We know, of course, that the deprived-of-senses impaired person has the ability to compensate via the acuteness (not ‘a cute’) of the other senses. Blind Pew has special auditory powers yet his awkwardness of vocal delivery has Clement also in a blind spin as to his meaning—generating our raucous laughter, of course.
The spiritual bent is also around blindness. John Newton penned Amazing Grace to the lines of “I once was blind but now I see.” Spiritual blindness is a far more heinous ailment (and far more common) than that of physical blindness, yet it’s entirely curable. Newton was an ex-dastardly slave trader with 20,000 souls haunting him. His spiritual sight, however, gave him the powers of revelation—to a heart after God’s—and to the revelation of his sin-guilt. An impossible burden to bear without a gracious God girding the journey!

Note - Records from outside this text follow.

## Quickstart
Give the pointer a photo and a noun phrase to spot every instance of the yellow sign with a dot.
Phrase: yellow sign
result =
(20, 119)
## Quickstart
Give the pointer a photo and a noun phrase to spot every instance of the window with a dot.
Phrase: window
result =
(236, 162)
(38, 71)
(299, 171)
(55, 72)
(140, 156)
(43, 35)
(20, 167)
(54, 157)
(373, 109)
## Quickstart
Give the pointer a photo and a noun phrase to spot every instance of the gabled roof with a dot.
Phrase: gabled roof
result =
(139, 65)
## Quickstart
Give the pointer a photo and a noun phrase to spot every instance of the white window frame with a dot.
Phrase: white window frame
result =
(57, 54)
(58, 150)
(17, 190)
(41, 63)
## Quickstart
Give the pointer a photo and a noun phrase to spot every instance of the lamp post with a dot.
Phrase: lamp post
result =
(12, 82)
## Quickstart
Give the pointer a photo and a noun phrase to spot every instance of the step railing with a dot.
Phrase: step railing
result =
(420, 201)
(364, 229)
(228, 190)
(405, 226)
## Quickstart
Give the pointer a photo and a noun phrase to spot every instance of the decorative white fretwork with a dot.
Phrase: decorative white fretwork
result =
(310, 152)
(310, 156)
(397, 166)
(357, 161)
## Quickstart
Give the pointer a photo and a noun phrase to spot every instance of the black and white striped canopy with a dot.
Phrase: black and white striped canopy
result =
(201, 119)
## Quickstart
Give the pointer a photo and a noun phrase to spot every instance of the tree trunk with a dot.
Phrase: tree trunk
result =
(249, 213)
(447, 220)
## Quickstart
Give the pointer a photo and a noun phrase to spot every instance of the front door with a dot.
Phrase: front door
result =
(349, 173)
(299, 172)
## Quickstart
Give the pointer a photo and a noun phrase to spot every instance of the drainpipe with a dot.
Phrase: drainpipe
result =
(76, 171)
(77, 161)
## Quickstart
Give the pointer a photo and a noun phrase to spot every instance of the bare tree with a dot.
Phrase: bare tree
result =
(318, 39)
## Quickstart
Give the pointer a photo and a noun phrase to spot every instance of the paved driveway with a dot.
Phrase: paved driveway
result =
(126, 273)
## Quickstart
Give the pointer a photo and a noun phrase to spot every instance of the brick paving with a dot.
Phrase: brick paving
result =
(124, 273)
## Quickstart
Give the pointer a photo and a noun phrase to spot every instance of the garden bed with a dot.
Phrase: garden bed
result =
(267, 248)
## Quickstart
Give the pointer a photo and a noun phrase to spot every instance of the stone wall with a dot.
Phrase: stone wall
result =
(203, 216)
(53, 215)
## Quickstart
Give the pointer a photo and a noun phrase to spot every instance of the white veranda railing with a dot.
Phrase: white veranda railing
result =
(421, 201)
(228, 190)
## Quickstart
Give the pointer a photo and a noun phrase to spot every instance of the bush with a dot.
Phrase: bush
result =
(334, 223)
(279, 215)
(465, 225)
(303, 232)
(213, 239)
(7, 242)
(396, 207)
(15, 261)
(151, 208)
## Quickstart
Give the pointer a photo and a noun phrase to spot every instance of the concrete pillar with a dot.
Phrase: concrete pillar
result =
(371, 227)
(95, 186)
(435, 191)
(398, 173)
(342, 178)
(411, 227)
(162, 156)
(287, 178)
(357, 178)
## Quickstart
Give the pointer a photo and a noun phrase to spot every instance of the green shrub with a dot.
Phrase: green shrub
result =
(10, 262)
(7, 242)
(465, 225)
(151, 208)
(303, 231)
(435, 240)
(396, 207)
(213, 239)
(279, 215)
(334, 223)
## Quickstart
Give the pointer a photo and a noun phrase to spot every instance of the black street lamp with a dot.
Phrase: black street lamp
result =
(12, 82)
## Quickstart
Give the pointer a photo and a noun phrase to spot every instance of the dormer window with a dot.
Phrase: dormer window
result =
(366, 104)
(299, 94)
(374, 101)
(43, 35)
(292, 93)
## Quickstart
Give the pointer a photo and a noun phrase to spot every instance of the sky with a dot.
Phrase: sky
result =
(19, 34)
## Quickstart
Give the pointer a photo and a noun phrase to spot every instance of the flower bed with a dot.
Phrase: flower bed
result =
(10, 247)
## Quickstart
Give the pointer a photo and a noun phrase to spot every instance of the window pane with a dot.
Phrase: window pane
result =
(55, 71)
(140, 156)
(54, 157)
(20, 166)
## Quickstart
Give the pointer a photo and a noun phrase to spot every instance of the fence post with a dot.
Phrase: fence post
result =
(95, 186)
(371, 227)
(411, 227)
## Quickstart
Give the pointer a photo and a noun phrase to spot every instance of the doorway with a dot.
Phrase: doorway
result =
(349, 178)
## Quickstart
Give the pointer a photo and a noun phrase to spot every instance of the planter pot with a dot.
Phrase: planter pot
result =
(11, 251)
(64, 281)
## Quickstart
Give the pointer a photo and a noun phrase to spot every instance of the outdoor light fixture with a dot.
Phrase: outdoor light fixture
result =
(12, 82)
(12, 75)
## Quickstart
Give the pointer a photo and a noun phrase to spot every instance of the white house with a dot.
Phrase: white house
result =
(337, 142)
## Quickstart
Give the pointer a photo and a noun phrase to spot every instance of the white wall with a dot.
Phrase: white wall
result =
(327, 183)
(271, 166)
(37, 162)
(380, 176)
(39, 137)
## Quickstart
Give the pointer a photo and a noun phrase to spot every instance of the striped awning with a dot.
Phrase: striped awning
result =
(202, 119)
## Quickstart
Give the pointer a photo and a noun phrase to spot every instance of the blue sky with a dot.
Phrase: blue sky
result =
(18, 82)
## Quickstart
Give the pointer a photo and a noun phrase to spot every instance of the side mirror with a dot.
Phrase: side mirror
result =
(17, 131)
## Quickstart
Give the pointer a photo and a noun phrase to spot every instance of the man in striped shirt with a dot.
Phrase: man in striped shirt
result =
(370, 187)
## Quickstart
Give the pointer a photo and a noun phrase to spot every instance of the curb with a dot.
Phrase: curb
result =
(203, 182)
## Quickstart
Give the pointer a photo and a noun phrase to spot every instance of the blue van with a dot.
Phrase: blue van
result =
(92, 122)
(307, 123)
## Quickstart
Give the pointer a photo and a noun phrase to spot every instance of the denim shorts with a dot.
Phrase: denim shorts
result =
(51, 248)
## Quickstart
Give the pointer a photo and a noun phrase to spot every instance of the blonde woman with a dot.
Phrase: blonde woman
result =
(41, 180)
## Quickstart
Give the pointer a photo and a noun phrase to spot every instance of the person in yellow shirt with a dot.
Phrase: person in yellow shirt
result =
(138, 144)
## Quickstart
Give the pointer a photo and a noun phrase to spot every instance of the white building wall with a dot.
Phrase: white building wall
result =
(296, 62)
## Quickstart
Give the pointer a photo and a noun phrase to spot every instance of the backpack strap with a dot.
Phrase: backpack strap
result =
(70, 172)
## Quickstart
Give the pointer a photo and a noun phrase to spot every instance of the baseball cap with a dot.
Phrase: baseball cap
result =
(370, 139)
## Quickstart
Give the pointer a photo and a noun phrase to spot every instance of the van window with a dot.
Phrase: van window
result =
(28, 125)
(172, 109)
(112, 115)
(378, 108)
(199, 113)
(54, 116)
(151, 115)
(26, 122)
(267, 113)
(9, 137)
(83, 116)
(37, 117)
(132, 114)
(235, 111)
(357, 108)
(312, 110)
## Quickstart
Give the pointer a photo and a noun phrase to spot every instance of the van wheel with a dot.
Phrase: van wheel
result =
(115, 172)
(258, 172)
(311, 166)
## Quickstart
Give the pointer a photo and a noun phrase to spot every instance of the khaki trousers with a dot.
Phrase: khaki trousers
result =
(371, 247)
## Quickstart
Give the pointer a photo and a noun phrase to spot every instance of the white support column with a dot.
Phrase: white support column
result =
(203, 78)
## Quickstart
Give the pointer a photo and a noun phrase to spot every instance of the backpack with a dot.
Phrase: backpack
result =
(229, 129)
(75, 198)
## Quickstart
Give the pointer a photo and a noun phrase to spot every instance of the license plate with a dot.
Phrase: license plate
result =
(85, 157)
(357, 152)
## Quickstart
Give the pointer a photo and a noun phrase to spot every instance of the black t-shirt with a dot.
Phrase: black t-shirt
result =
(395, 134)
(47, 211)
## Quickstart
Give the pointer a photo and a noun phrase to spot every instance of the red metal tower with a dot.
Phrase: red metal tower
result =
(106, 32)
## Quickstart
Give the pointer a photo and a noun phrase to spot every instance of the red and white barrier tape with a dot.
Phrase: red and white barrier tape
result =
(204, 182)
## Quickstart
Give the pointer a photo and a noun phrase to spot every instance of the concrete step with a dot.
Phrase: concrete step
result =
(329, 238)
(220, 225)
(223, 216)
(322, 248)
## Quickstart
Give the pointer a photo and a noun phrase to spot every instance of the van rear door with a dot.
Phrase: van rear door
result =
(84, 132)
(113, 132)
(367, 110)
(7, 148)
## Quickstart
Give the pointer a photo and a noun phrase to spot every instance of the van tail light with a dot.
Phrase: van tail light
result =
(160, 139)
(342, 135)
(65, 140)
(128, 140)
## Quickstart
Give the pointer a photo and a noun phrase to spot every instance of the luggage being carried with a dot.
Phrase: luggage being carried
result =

He saw not only his lamentable acts for what they were, but he saw the incredible mercy of God in the midst of his guilt and shame—further deepening his understanding of a God full of grace beyond his comprehension.
Yet, Jesus and John the Baptist both came against the blind Pharisees who, whatever they saw, were never happy to view things past their own obvious spiritual blindness—piously alive to God, they were ironically most dead to his Spirit.
Like children sitting in a marketplace, says Jesus in Matthew 11:16-19, they heckled as if spoiled children, preferring the living to-be-Saviour, and those before him including John and the Prophets and the Law, to whistle Dixie, chasing their tales until the cows came home!
And the vast majority of people are like this. They’ll prefer the pathetic safety of their own irredeemable knowledge over the truth of life and the wisdom of Creation.
Those who do i.e. who choose spiritual blindness, whether ‘saved’ or not, only fool themselves. ‘Repent, for the kingdom of God is near,’ is, however, our constant spiritual marker of success with God.
Those who were blind but can now truly see will see themselves truly—sinners, saved by God for works according to his purposes—saved to love both God and humankind, and to continually surrender, walking humbly with their God (Micah 6:8) each day, relating closely with his Spirit.
Spiritual sight might be blindingly scary in some ways, but it’s an infinitely better life than the old excuse for living, which ironically wasn’t i.e. living. Spiritual sight is insight beyond the very superficial and linear first-view world. It is a dynamism that creates in us the ability to even begin to envisage eternity—too awesome a thought to even contemplate for the best part.